Em relação aos artistas famosos, novamente, não há um julgamento sobre a fama ou importância do proponente. O único elemento considerado é o projeto. Se ele atende às expectativas, é aprovado — seja de um artista nacionalmente conhecido, seja de quem propõe pela primeira vez.
Essa lei tira recursos que poderiam ir para a saúde, para a educação?
Por envolver um ministério e se tratar de uma lei federal, muita gente acha que esse mecanismo “retira” o dinheiro que seria investido em creches, escolas, hospitais ou políticas de segurança. No entanto, a maior parte dos recursos vem das próprias empresas.
Ou seja, na prática, o governo praticamente não destina dinheiro para a cultura. Em vez disso, ele “terceiriza” essa função para os empreendimentos — normalmente, aqueles da iniciativa privada.
Tudo isso é possível por conta da renúncia ou incentivo fiscal. Funciona assim: as empresas que patrocinam projetos aprovados podem abater até 4% do Imposto de Renda na próxima declaração. Na prática, o apoio sai de graça.
Considere um negócio que paga R$ 10 milhões de IR. Por ano, pode abater até R$ 400 mil por meio de projetos incentivados. Então, na declaração seguinte, ele deve apenas R$ 9,6 milhões.
Para ser aprovado, o projeto precisa dar lucro?
Também existe a ideia de que somente as realizações culturais lucrativas ou de grande porte podem receber a autorização para a captação. A verdade é bem diferente disso e tem de ser conhecida.
A princípio, não há qualquer distinção. Tanto projetos com capacidade comercial quanto os com dificuldades recebem o sinal verde de captação. No entanto, o entendimento jurídico tem mudado nos últimos anos.
Agora, há a indicação de que as realizações com alto potencial lucrativo ou com capacidade de atrair parcerias privadas não possam captar os recursos. Isso aconteceu, principalmente, por causa do Rock In Rio. O festival milionário de música já utilizou a lei, o que, para muitos, não é considerado justo.
Pensando nisso, novas regras determinam que o lucro pode, sim, existir, mas que ele não deve ser “exorbitante”. Então, atividades com pouco potencial de gerar lucro ganham ainda mais destaque.
Para os patrocinadores, isso não é um problema. Afinal, os principais ganhos decorrem das contrapartidas, como os naming rights, o reconhecimento de marca e o relacionamento com o público.
Dizem que é fácil desviar recursos e transformar a lei em farra, é verdade?
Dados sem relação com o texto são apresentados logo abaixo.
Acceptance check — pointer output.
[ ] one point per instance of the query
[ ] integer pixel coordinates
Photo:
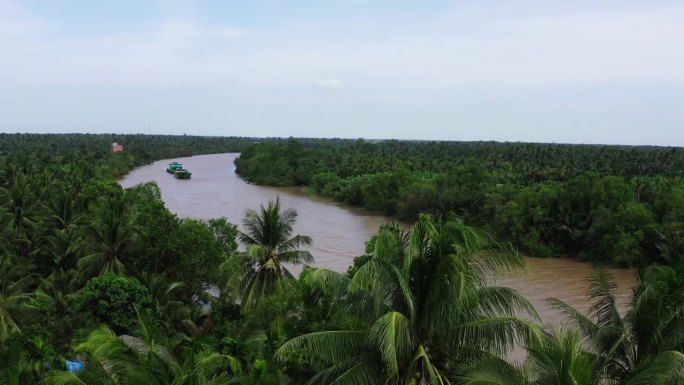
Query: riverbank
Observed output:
(339, 232)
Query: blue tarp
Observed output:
(74, 366)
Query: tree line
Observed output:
(107, 277)
(620, 205)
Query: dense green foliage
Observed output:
(107, 276)
(113, 299)
(611, 204)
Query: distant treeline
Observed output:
(618, 204)
(103, 285)
(138, 149)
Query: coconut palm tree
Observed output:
(149, 357)
(261, 270)
(429, 307)
(111, 230)
(557, 358)
(645, 346)
(14, 296)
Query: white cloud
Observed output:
(330, 83)
(469, 46)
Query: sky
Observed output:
(578, 71)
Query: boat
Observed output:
(173, 166)
(182, 173)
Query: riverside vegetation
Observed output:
(92, 272)
(618, 205)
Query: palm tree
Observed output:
(111, 230)
(14, 283)
(148, 358)
(645, 346)
(261, 270)
(558, 358)
(428, 305)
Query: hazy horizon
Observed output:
(517, 71)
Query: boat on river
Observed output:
(182, 173)
(173, 167)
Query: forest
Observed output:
(618, 205)
(104, 285)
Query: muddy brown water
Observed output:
(339, 231)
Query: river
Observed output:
(339, 231)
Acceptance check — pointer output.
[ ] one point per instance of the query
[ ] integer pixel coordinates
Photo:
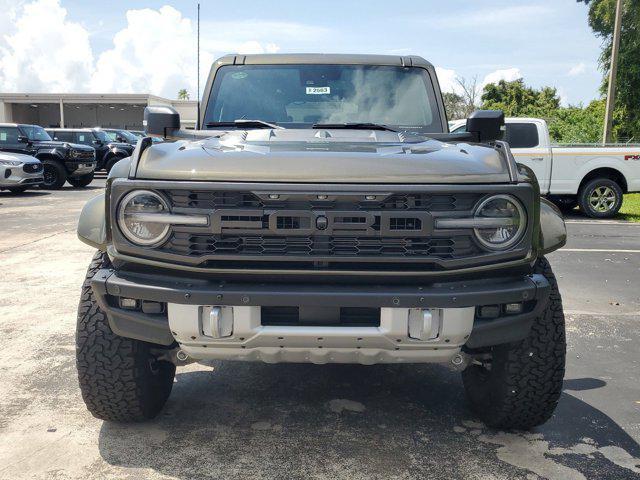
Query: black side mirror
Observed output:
(486, 125)
(160, 120)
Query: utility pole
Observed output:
(198, 72)
(613, 67)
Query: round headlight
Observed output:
(135, 222)
(505, 222)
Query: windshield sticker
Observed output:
(318, 90)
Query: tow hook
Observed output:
(460, 361)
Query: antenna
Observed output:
(198, 71)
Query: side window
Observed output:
(522, 135)
(8, 135)
(84, 137)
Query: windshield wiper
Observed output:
(242, 123)
(354, 126)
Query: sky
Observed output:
(149, 46)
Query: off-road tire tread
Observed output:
(525, 383)
(113, 371)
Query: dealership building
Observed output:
(78, 110)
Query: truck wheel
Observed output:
(81, 181)
(600, 198)
(54, 175)
(519, 385)
(120, 378)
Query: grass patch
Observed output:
(630, 208)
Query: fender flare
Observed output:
(553, 231)
(92, 228)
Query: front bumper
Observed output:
(15, 177)
(251, 340)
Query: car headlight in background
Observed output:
(141, 218)
(500, 222)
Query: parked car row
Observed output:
(32, 156)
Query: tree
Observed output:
(601, 21)
(518, 100)
(462, 104)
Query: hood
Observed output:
(18, 157)
(322, 156)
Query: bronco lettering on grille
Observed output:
(303, 222)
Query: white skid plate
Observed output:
(388, 343)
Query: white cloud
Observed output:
(44, 51)
(447, 80)
(578, 69)
(507, 74)
(41, 50)
(504, 17)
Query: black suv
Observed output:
(62, 161)
(107, 151)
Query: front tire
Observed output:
(600, 198)
(81, 181)
(54, 175)
(120, 378)
(520, 384)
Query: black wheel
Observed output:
(519, 385)
(111, 162)
(54, 175)
(600, 198)
(120, 378)
(81, 181)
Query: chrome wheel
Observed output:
(602, 199)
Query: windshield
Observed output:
(304, 95)
(35, 133)
(128, 136)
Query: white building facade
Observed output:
(86, 110)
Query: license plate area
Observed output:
(309, 316)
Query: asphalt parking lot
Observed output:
(234, 420)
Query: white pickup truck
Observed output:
(593, 177)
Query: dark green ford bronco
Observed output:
(322, 212)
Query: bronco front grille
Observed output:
(345, 228)
(324, 246)
(408, 201)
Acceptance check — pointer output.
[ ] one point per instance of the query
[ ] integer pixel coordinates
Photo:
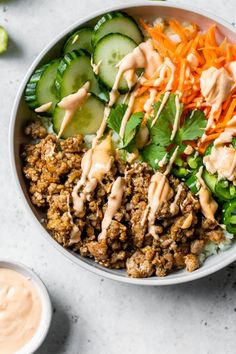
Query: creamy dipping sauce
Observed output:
(20, 311)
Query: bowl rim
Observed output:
(40, 335)
(153, 281)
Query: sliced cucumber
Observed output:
(108, 52)
(74, 70)
(3, 40)
(41, 87)
(116, 22)
(81, 39)
(86, 120)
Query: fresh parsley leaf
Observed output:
(114, 122)
(132, 127)
(193, 127)
(152, 154)
(160, 132)
(115, 117)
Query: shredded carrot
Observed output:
(182, 75)
(208, 52)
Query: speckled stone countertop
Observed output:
(94, 315)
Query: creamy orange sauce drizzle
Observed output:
(165, 69)
(142, 136)
(163, 102)
(216, 85)
(96, 163)
(222, 159)
(20, 311)
(142, 57)
(208, 204)
(113, 205)
(159, 191)
(148, 106)
(71, 103)
(43, 108)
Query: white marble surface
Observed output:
(94, 315)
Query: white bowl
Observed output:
(41, 333)
(21, 113)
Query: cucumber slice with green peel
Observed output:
(108, 52)
(73, 71)
(116, 22)
(3, 40)
(41, 87)
(80, 39)
(86, 120)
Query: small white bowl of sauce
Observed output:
(25, 309)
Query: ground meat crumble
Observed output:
(53, 170)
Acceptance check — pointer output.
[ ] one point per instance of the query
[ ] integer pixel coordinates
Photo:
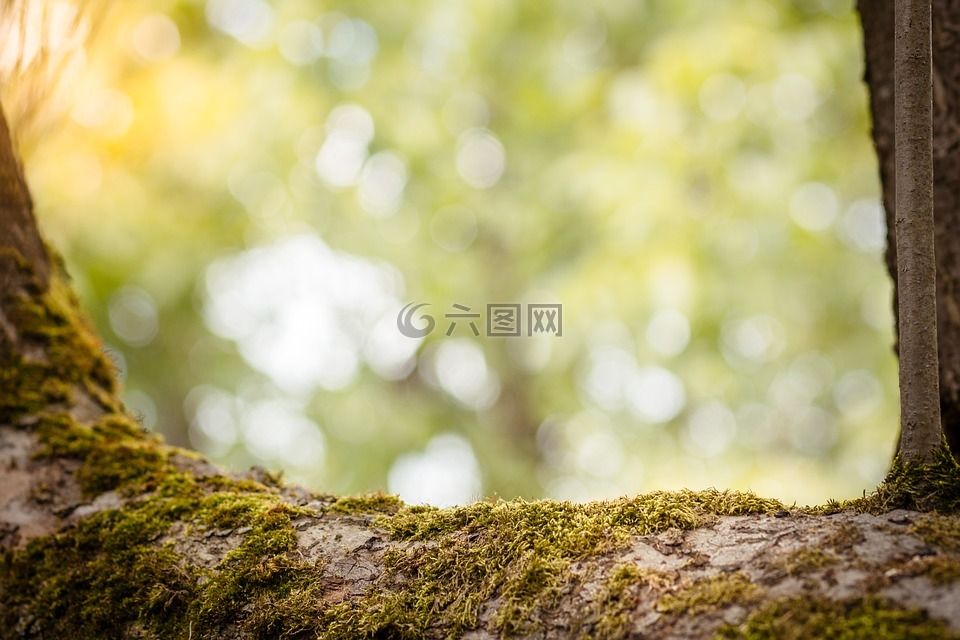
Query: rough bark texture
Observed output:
(878, 28)
(18, 230)
(105, 532)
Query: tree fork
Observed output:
(920, 429)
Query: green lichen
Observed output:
(811, 618)
(710, 594)
(808, 560)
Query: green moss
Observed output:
(65, 353)
(809, 618)
(940, 530)
(609, 616)
(109, 572)
(808, 560)
(941, 570)
(711, 593)
(932, 486)
(520, 552)
(843, 537)
(367, 503)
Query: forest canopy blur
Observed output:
(247, 193)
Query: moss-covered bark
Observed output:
(140, 539)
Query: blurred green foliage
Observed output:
(247, 193)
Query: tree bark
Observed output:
(920, 432)
(106, 532)
(878, 18)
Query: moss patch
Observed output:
(939, 530)
(711, 593)
(610, 613)
(809, 618)
(367, 503)
(923, 487)
(108, 573)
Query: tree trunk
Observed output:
(878, 27)
(920, 432)
(106, 532)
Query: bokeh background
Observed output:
(248, 192)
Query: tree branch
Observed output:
(920, 430)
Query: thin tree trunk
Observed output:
(18, 229)
(878, 17)
(920, 433)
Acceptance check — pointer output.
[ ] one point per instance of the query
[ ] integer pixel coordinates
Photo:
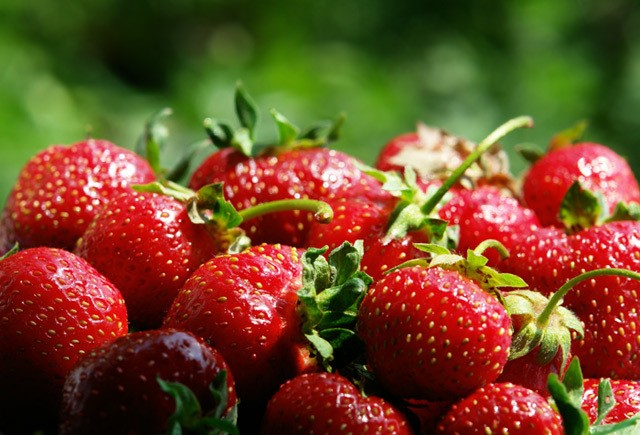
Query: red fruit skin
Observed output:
(244, 305)
(54, 308)
(596, 166)
(607, 306)
(487, 213)
(315, 173)
(329, 403)
(357, 219)
(501, 408)
(115, 389)
(625, 392)
(61, 189)
(147, 246)
(433, 334)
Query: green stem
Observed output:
(323, 212)
(555, 299)
(488, 142)
(492, 243)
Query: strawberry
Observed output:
(594, 405)
(298, 166)
(61, 189)
(606, 305)
(434, 153)
(625, 403)
(595, 166)
(486, 212)
(136, 384)
(501, 408)
(329, 403)
(432, 331)
(54, 308)
(146, 244)
(390, 228)
(265, 319)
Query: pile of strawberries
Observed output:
(290, 288)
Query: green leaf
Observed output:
(567, 397)
(630, 426)
(242, 140)
(581, 208)
(531, 153)
(331, 293)
(246, 110)
(606, 401)
(219, 133)
(625, 212)
(568, 136)
(287, 132)
(210, 207)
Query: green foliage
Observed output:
(102, 67)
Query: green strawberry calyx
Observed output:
(582, 208)
(188, 417)
(332, 289)
(243, 138)
(547, 325)
(567, 397)
(209, 207)
(415, 209)
(473, 266)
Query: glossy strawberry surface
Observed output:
(433, 334)
(54, 308)
(147, 246)
(245, 306)
(329, 403)
(61, 189)
(115, 389)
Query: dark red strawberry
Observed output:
(54, 308)
(486, 212)
(436, 334)
(130, 385)
(329, 403)
(596, 166)
(61, 189)
(256, 309)
(624, 403)
(501, 408)
(147, 245)
(299, 166)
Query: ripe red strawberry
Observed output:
(357, 219)
(435, 334)
(501, 408)
(606, 305)
(60, 190)
(487, 213)
(147, 245)
(596, 166)
(329, 403)
(434, 154)
(299, 166)
(54, 308)
(256, 309)
(625, 393)
(115, 389)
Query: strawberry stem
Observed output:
(556, 298)
(323, 212)
(492, 243)
(488, 142)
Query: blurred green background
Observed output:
(102, 67)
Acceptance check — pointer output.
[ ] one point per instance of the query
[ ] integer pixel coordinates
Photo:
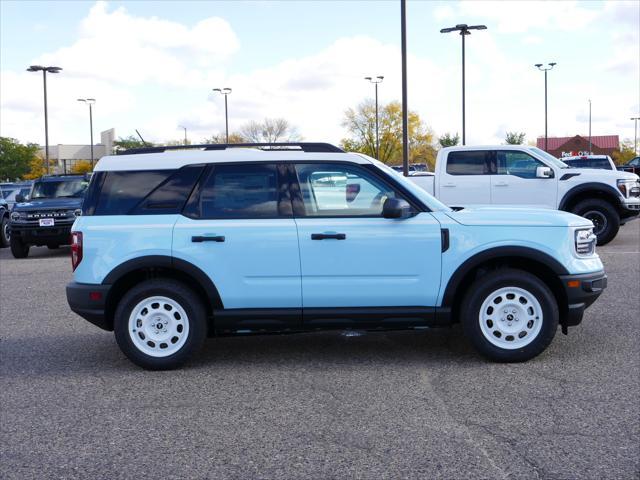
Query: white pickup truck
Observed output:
(523, 175)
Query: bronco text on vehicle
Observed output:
(174, 245)
(47, 216)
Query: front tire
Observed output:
(19, 249)
(509, 315)
(5, 235)
(603, 215)
(159, 324)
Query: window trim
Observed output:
(299, 210)
(192, 210)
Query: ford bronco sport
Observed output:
(176, 244)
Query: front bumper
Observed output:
(89, 301)
(581, 291)
(33, 233)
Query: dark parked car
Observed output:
(46, 218)
(602, 162)
(632, 166)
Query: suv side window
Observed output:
(240, 191)
(468, 162)
(519, 164)
(340, 190)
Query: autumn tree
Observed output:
(514, 138)
(361, 124)
(270, 130)
(449, 140)
(625, 153)
(16, 158)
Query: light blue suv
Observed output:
(176, 244)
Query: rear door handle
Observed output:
(327, 236)
(207, 238)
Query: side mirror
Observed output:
(353, 189)
(396, 208)
(544, 172)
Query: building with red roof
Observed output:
(579, 145)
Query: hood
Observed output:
(517, 216)
(49, 204)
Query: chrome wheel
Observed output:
(158, 326)
(510, 318)
(598, 219)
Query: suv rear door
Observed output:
(466, 179)
(238, 228)
(353, 257)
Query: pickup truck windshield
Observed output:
(550, 158)
(61, 189)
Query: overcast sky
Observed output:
(151, 65)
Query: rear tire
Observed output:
(19, 249)
(509, 315)
(5, 235)
(604, 216)
(159, 324)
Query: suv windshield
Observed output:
(550, 158)
(60, 189)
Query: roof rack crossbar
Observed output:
(307, 147)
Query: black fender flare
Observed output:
(586, 187)
(165, 261)
(497, 253)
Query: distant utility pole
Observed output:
(463, 28)
(545, 70)
(45, 70)
(225, 91)
(376, 81)
(635, 134)
(90, 102)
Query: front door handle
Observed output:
(327, 236)
(207, 238)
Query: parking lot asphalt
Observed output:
(325, 405)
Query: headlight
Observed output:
(629, 188)
(585, 242)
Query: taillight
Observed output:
(76, 249)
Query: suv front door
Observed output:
(238, 228)
(353, 257)
(514, 181)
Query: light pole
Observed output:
(90, 102)
(589, 126)
(635, 134)
(463, 28)
(376, 81)
(545, 70)
(37, 68)
(225, 91)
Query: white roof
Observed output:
(174, 159)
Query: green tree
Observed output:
(514, 138)
(448, 140)
(15, 158)
(270, 130)
(361, 124)
(625, 153)
(127, 143)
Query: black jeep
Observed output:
(46, 217)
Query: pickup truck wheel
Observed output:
(159, 324)
(5, 235)
(509, 315)
(605, 218)
(19, 249)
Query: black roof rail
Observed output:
(307, 147)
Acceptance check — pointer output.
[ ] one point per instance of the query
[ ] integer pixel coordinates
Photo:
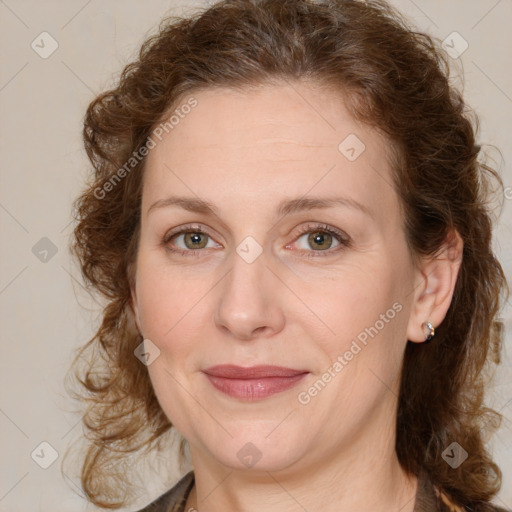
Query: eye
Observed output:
(321, 238)
(188, 240)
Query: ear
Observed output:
(135, 309)
(435, 284)
(133, 298)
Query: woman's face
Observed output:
(275, 278)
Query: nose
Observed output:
(248, 304)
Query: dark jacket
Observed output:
(427, 498)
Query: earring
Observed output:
(431, 332)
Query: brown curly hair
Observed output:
(396, 80)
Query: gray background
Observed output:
(44, 312)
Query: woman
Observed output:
(289, 222)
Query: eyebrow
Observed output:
(287, 207)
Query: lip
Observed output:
(253, 383)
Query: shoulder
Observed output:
(446, 505)
(174, 499)
(430, 498)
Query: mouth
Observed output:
(253, 383)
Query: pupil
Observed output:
(319, 238)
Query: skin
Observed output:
(245, 152)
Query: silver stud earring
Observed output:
(431, 332)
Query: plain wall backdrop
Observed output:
(46, 83)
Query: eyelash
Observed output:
(342, 238)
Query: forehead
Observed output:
(273, 140)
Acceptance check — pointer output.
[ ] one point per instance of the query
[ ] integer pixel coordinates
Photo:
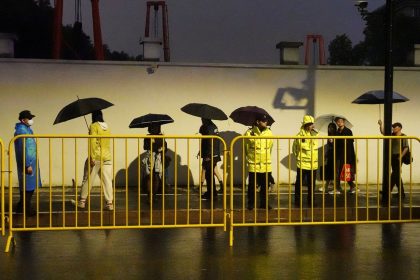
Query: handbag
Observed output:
(345, 174)
(407, 158)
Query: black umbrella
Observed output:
(249, 114)
(149, 120)
(378, 97)
(204, 111)
(81, 107)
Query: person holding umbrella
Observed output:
(153, 161)
(258, 157)
(26, 159)
(399, 148)
(100, 162)
(306, 153)
(210, 154)
(344, 156)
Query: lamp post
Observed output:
(388, 89)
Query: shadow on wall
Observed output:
(290, 98)
(133, 172)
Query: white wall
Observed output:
(286, 92)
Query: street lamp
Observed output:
(388, 89)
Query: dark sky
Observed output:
(225, 31)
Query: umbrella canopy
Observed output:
(248, 115)
(322, 122)
(81, 107)
(149, 120)
(378, 97)
(204, 111)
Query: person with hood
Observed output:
(306, 152)
(26, 158)
(210, 154)
(344, 155)
(399, 148)
(328, 169)
(258, 158)
(100, 162)
(155, 149)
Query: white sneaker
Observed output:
(334, 192)
(353, 190)
(109, 206)
(80, 204)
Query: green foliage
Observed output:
(371, 51)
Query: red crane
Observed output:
(57, 34)
(165, 31)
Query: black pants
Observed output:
(209, 174)
(308, 179)
(261, 179)
(395, 174)
(28, 198)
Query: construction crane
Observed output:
(58, 22)
(165, 26)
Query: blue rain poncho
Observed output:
(30, 158)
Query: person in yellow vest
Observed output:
(306, 153)
(258, 157)
(100, 162)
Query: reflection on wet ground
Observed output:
(375, 251)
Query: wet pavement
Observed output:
(374, 251)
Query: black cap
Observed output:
(397, 124)
(25, 114)
(262, 117)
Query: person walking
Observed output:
(328, 169)
(153, 161)
(399, 147)
(258, 157)
(100, 162)
(306, 153)
(344, 155)
(210, 154)
(27, 163)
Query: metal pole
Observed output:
(388, 89)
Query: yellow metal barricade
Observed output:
(175, 202)
(359, 201)
(3, 217)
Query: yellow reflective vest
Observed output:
(258, 150)
(99, 147)
(306, 150)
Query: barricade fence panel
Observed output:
(2, 199)
(146, 181)
(347, 188)
(158, 181)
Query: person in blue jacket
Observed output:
(28, 173)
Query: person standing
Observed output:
(344, 155)
(399, 147)
(27, 163)
(306, 153)
(258, 157)
(155, 149)
(100, 162)
(328, 169)
(210, 154)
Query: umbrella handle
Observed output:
(86, 122)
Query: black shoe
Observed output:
(263, 206)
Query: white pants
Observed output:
(105, 174)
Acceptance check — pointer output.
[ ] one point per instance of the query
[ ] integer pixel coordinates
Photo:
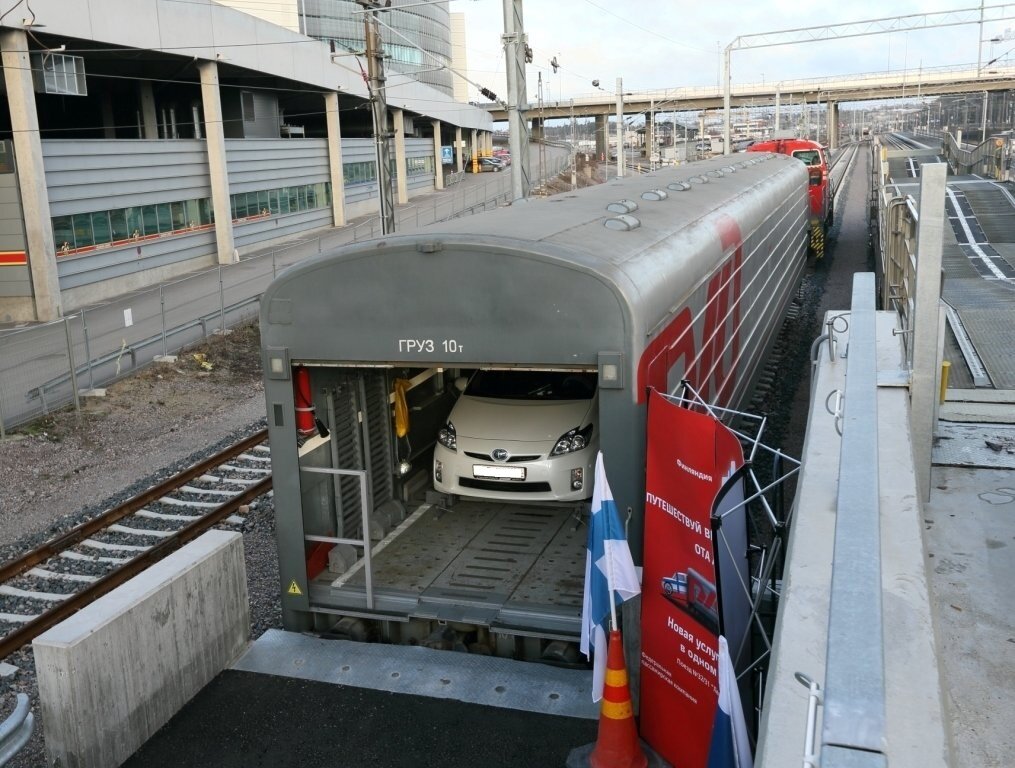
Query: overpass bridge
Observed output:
(912, 83)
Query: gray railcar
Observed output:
(683, 273)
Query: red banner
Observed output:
(689, 455)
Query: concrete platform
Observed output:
(969, 536)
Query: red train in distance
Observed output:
(815, 157)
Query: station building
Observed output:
(143, 139)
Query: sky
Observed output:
(671, 44)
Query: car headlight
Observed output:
(572, 440)
(448, 437)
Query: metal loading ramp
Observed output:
(515, 568)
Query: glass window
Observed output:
(179, 216)
(135, 224)
(193, 212)
(149, 218)
(118, 219)
(164, 213)
(63, 231)
(82, 230)
(100, 227)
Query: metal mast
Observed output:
(379, 110)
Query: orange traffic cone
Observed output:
(617, 745)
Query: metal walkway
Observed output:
(978, 262)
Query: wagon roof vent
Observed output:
(624, 223)
(622, 206)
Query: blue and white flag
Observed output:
(609, 573)
(731, 747)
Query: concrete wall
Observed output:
(916, 736)
(116, 672)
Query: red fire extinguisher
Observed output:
(306, 424)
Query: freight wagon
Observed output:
(638, 283)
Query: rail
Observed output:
(16, 729)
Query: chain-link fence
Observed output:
(51, 365)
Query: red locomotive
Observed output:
(812, 154)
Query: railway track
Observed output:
(54, 580)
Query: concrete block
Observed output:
(116, 672)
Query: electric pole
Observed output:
(379, 110)
(517, 53)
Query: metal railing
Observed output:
(991, 158)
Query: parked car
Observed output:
(520, 436)
(490, 163)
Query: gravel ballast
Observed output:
(66, 468)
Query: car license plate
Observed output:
(498, 473)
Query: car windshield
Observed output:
(532, 385)
(809, 156)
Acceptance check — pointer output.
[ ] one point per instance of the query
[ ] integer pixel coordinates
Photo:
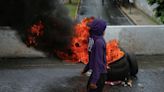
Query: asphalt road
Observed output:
(52, 75)
(108, 12)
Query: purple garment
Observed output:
(97, 50)
(97, 58)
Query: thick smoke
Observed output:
(22, 14)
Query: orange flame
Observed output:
(79, 43)
(34, 33)
(79, 46)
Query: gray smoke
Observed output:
(22, 14)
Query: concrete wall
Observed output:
(147, 40)
(11, 46)
(144, 6)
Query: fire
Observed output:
(79, 46)
(78, 51)
(113, 52)
(34, 33)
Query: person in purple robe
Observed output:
(97, 56)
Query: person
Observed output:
(97, 56)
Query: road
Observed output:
(52, 75)
(109, 12)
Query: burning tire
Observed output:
(123, 68)
(119, 70)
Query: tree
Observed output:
(159, 9)
(70, 1)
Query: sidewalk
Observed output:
(138, 17)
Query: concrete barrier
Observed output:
(147, 40)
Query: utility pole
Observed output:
(131, 2)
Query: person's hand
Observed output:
(82, 73)
(92, 86)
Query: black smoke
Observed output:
(22, 14)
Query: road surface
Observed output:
(52, 75)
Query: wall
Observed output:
(147, 40)
(144, 6)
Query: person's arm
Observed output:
(85, 69)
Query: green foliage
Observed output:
(160, 9)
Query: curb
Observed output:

Não! Existem casos de corrupção, como em qualquer lugar do planeta, da mesma forma que pode haver alguém se aproveitando da iniciativa privada para desviar dinheiro. Felizmente, com a Lei Rouanet, identificar esse tipo de crime é muito mais fácil. Isso porque o próprio Ministério da Cultura realiza um controle bastante assertivo de quem recebe ou não o incentivo. Logo, a Polícia Federal pode trabalhar com muito mais informações e inteligência.
Se houver alguma incongruência, o ministério pode aprovar com ressalvas ou solicitar explicações e documentos extras. Se o proponente não puder comprovar o uso, há a reprovação.
No caso das operações policiais, o próprio ministério encaminhou os indícios de desvios. Portanto, trata-se de um mecanismo que tem o devido controle para que tudo saia como manda a legislação.